More effort to create policies that discourage spanking has occurred globally. In fact, 54 countries have banned the use of corporal punishment, which can only benefit children's well-being long term, Pace and colleagues said.
In a separate report UNICEF estimated nearly nine in ten children in Swaziland suffered 'violent discipline'.
In a report of a national survey published in August 2017, UNICEF stated 'violent discipline in the home, which includes physical punishment and psychological aggression, affects more than 88 per cent of all children in Swaziland.
'The study findings also reveal that sexual violence and bullying affects 38 percent and 32 percent of children in Swaziland, respectively. The study found that children experiencing one type of violence were more likely to experience other types of violence.
'One staggering statistic to emerge from the data revealed that for every girl child known to Social Welfare as having experienced sexual violence, there are an estimated 400 girls who have never received help or assistance for sexual violence.'
UNICEF reported one of the 'drivers' of violence against children was Swazi culture. It stated, 'The widely accepted notion of keeping family matters private to protect the family or community over the individual was repeatedly cited as a driver of violence and was also found to be a factor dissuading individuals from intervening when they suspect a child is abused.'
Article 29(2) of the Swaziland Constitution 2005 states 'a child shall not be subjected to abuse or torture or other cruel inhuman and degrading treatment or punishment subject to lawful and moderate chastisement for purposes of correction'. The Children's Protection and Welfare Act 2012 however provides for 'justifiable' discipline.
Corporal punishment was banned in Swazi schools by the Ministry of Education and Training in 2015, but caning continues. There are many reports from across Swaziland that pupils have been brutalised by their teachers.
In a debate in the Swazi Parliament in March 2017 members of parliament called for the cane to be brought back into schools. The MPs said the positive discipline adopted in schools was causing problems for teachers because they no longer knew how to deal with wayward pupils.
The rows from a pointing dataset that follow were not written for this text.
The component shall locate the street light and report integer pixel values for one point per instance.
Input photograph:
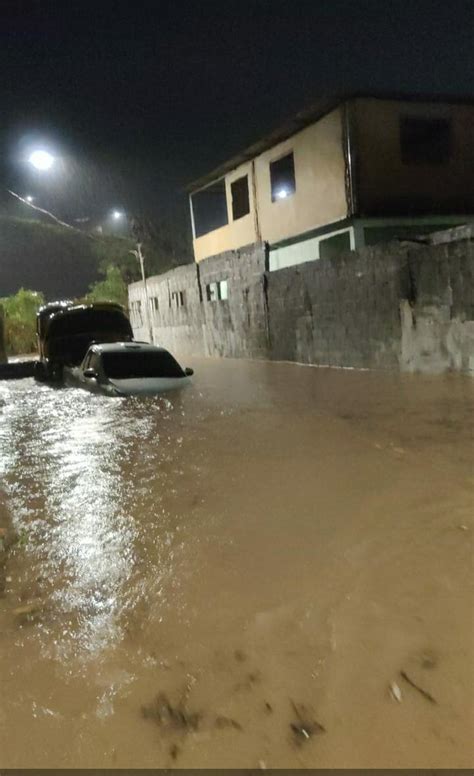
(41, 159)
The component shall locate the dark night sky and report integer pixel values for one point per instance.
(157, 92)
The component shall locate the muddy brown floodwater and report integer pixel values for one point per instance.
(271, 568)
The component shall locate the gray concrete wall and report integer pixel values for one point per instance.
(398, 305)
(438, 328)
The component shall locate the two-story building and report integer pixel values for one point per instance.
(348, 172)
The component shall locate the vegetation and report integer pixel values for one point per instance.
(112, 289)
(20, 320)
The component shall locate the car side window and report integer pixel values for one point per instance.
(95, 362)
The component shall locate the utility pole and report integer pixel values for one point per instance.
(139, 255)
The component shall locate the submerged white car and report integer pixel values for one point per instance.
(127, 369)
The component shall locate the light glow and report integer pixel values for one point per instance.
(41, 160)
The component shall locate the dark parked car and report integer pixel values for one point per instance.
(127, 369)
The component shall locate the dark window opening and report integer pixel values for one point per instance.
(217, 291)
(240, 197)
(282, 177)
(425, 140)
(178, 299)
(127, 365)
(333, 246)
(210, 208)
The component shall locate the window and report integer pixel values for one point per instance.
(217, 291)
(333, 246)
(177, 299)
(425, 140)
(209, 208)
(149, 363)
(282, 177)
(239, 190)
(136, 310)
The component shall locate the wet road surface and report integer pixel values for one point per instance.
(272, 568)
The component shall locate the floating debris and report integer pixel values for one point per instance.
(304, 728)
(28, 610)
(395, 692)
(227, 722)
(417, 687)
(174, 751)
(172, 717)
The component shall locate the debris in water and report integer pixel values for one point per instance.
(171, 717)
(252, 678)
(26, 610)
(395, 691)
(174, 751)
(417, 687)
(304, 727)
(227, 722)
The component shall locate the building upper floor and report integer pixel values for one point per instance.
(347, 158)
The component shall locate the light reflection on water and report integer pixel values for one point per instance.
(68, 492)
(273, 534)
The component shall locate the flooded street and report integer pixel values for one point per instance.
(272, 568)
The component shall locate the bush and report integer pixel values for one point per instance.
(112, 289)
(20, 321)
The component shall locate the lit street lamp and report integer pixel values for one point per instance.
(41, 159)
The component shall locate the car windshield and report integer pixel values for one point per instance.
(130, 364)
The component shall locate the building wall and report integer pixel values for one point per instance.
(320, 196)
(390, 306)
(235, 234)
(387, 186)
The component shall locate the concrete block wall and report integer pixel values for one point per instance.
(236, 327)
(438, 327)
(340, 312)
(401, 305)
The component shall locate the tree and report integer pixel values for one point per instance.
(112, 289)
(20, 320)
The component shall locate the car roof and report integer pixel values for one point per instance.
(121, 347)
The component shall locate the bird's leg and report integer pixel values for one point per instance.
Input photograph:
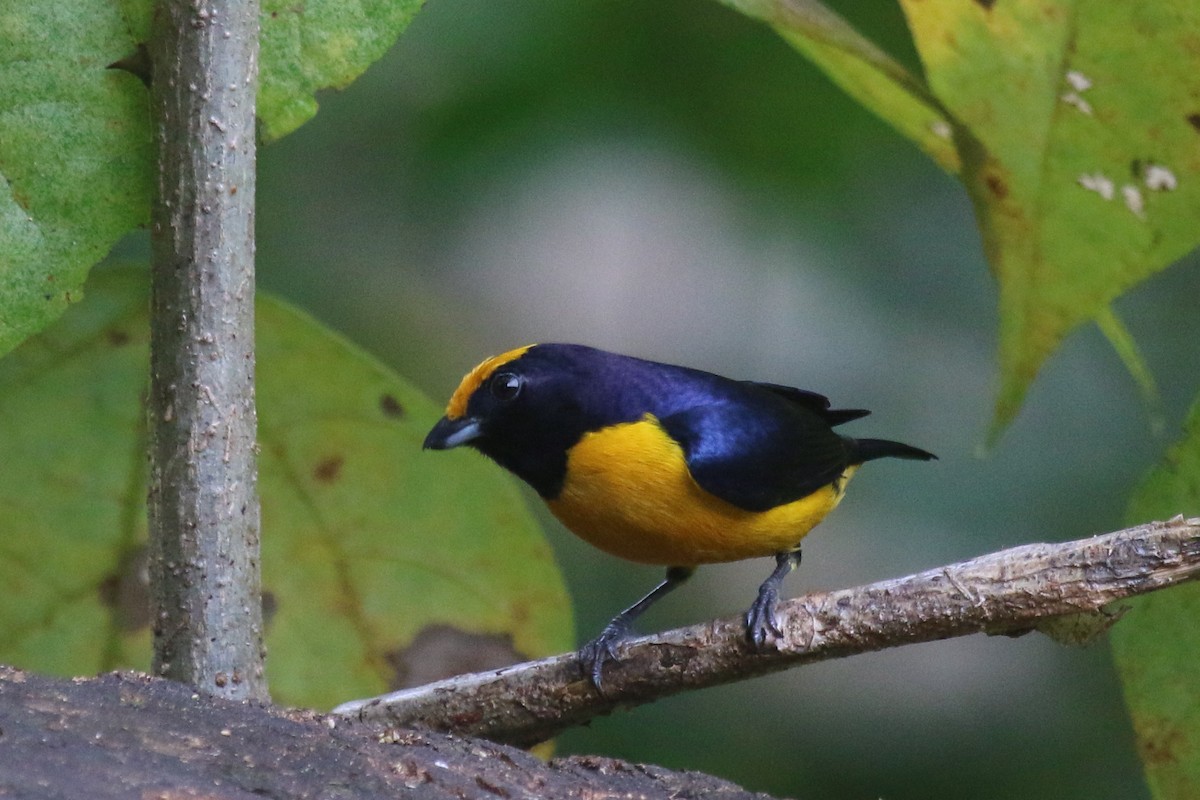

There had been 4,556 cases of 'severe corporal punishment' of children in Swaziland's schools over the previous four years, Star Africa reported in March 2016.
In 2005 The International Save the Children Alliance published research into Swazi children's experiences of corporal punishment.
In a survey, 20 percent of children reported being hit with a hand and 59 percent of children reported being beaten with an object at school during a two-week period. In schools, children are most often hit with the hand, sticks, canes, sjamboks and blackboard dusters.
Children reported being subjected to corporal punishment at school due to making a noise or talking in class, coming late to school, not completing work, not doing work correctly, failing tests, wearing incorrect uniform items, dropping litter, losing books or leaving them at home.